Eventually, Liam drops his glove, his ball, and walks back to me. I stand, and Liam pulls the helmet off my head, pushing back my hair, his eyes desperate. His whole body bends over mine like a second guard, a bigger shield.

“I can’t do it, Bristol,” he admits, voice like gravel. “Not without a little more practice. I can’t risk hurting you. I would die if I hurt you.”

I step into him, onto home plate, and plant my mouth on his.

His lips are pillow soft, damp, late-afternoon warm. When I break from him quickly, all nerves, Liam inhales, then chases me down, locking our mouths together and tasting back. He traces my bottom lip with his tongue, pulls it between his teeth, and pinches softly. I gasp in miniature, and he pinches harder. Our mouths slide against each other, all fumbling, distracting exploration, while sparks shoot down my spine.

At some point, Liam lifts the chest guard over my head and tosses it carelessly. His hands move to my neck, into my hair. The slight but firmtugsends a bolt of feeling to my core. My lips go swollen under his heavy attention, fattened and too sensitive.

Change. Everything.

Finally, Liam rests his forehead against mine, both his hands still tangled in my hair.
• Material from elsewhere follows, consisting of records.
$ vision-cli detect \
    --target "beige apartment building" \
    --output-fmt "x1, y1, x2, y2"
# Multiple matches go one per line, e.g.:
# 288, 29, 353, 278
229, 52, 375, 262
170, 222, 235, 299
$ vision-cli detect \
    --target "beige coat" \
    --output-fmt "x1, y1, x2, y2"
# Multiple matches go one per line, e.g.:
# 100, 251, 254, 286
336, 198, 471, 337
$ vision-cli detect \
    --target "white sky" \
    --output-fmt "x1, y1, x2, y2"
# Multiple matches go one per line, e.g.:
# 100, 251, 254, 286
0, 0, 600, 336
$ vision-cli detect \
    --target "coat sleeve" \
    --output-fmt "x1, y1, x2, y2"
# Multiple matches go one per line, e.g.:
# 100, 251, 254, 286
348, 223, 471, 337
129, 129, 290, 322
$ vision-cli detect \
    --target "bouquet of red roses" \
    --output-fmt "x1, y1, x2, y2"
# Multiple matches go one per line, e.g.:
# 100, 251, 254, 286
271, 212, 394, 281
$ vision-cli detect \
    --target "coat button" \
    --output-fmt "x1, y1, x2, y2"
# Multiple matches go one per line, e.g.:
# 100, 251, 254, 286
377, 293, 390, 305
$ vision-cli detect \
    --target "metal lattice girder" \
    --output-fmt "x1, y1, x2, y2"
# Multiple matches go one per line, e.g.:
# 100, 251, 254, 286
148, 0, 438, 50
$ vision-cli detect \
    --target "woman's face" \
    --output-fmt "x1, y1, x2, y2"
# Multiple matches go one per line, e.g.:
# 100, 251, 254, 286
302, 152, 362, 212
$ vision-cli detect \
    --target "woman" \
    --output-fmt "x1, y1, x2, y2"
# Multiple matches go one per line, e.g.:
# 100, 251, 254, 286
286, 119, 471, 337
I pull back to watch his eyes as he pants, fascinated by the drastic change in his irises, the bitten look of his red lips. A sense of possession I’ve never experienced, not ever, sweeps over me.

He rubs his lips together and cups my cheeks, head rocking. “I want this so bad.”

“This?” I pant.

“Us,” he clarifies in a rasp. “I tried to be your friend. I really do promise that I tried, that my intentions were honest when I suggested it. But you dumped your boyfriend, and I stopped talking to other girls the same night I saw you at that party, and I think it’s because we knew.”

“Knew what?” I ask softly.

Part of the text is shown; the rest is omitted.